At day 6 of the co-culture, we successfully generated a thin layer of ECs on the luminal side and minimized the VSMC phenotype changes. The full regeneration of VSMC in the middle layer was not achieved in the time point. It seems that 6 days of culture time was not enough for full regeneration of VSMC. Though we should confirm the full regeneration of middle layer by longer period of culture by a future study, our results showed feasibility that well aligned EC and VSMC layer which was similar with native artery with decreasing synthetic type change of VSMC could achieve by our tubular graft.

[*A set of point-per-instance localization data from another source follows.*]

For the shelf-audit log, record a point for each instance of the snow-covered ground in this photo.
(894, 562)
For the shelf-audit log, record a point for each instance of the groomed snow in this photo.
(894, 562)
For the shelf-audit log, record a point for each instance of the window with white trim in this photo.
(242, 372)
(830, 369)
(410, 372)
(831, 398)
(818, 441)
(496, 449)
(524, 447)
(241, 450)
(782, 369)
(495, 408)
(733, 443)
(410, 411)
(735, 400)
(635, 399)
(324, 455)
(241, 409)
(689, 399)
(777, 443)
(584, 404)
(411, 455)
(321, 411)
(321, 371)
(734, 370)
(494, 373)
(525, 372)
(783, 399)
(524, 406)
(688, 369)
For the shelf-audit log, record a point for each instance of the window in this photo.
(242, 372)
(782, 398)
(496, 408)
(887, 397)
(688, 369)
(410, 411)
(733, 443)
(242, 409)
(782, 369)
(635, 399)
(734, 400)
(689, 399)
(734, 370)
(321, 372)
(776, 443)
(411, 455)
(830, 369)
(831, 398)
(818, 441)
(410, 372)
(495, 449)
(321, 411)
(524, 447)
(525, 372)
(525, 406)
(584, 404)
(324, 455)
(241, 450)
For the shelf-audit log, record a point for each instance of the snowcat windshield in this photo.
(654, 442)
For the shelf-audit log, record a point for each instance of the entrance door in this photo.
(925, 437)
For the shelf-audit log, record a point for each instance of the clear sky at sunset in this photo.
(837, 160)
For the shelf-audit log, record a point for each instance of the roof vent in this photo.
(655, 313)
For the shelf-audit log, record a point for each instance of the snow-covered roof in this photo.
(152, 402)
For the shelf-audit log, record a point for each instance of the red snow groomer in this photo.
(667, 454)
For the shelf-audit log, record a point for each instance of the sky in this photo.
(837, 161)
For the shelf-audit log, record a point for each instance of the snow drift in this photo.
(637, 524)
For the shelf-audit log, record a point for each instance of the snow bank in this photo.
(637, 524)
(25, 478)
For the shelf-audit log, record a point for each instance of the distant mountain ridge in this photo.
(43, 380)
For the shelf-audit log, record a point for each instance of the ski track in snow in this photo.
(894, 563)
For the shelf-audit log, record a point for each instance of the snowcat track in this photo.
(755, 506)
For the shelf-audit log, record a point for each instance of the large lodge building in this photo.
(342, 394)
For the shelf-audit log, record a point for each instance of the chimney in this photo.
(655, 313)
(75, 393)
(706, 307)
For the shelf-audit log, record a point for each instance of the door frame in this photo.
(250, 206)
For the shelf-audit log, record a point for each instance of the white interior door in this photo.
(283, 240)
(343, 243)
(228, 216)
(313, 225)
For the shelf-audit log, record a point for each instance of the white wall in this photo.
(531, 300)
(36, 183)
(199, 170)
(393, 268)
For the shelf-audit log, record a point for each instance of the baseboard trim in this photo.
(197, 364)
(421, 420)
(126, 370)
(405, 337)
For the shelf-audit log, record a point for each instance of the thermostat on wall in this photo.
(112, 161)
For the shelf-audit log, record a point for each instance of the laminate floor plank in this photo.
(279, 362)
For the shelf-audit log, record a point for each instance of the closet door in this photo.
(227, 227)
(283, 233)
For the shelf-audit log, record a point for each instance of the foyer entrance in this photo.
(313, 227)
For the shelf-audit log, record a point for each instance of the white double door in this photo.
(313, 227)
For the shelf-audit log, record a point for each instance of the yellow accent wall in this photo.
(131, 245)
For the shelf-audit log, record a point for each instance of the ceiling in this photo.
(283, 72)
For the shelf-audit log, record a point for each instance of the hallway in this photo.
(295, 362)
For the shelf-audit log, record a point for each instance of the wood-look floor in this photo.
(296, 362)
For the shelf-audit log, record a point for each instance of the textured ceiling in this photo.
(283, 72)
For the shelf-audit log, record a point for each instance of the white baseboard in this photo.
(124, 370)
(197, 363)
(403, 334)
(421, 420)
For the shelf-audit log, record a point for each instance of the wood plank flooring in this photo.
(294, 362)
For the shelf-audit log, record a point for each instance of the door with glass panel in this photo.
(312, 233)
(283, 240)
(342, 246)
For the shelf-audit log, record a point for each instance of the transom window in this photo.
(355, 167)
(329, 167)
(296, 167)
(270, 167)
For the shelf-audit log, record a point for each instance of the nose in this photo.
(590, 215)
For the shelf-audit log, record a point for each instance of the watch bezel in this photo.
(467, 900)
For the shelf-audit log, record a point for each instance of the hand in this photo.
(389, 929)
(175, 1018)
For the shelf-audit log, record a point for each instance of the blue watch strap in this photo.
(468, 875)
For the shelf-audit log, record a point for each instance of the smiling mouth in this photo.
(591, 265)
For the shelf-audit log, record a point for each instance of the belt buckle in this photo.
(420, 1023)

In this study, we chose the co-culture condition, where the ECs were seeded 3 days (72 h) after VSMC seeding, for the co-culture on the tubular scaffold. This time point could minimize the synthetic-type phenotype change of the VSMCs and maximize the proliferation of the VSMCs to support the mechanical strength of the vessel in the future. At day 7 of the co-culture, we successfully generated a thin layer of ECs on the luminal side and a proper thickness of the VSMC layer.

5 Conclusions

Our vascular scaffold, which contained NPR properties, would be compatible because it is responsive to blood flow or pressure changes. As a result of compliance measurement, it was confirmed that the compliance value of the NPR tubular structure was higher than that of the PPR and commercial PTFE vascular graft. Furthermore, a compliance value could be further improved by modulating the shape, location, the size of the NPR pattern and line width of a unit cell composed of the NPR pattern. In addition, it is similar to biologic vessels because it contained a thin layer of ECs and a proper thickness of VSMC layers under the EC layer by modulating the electrospun fiber size and co-culture. Our vascular scaffolds maintained the contractile VSMC phenotype more efficiently using the co-culture, of ECs and VSMCs. Our three layered scaffolds could be used to modulate the compliance of artificial vessels.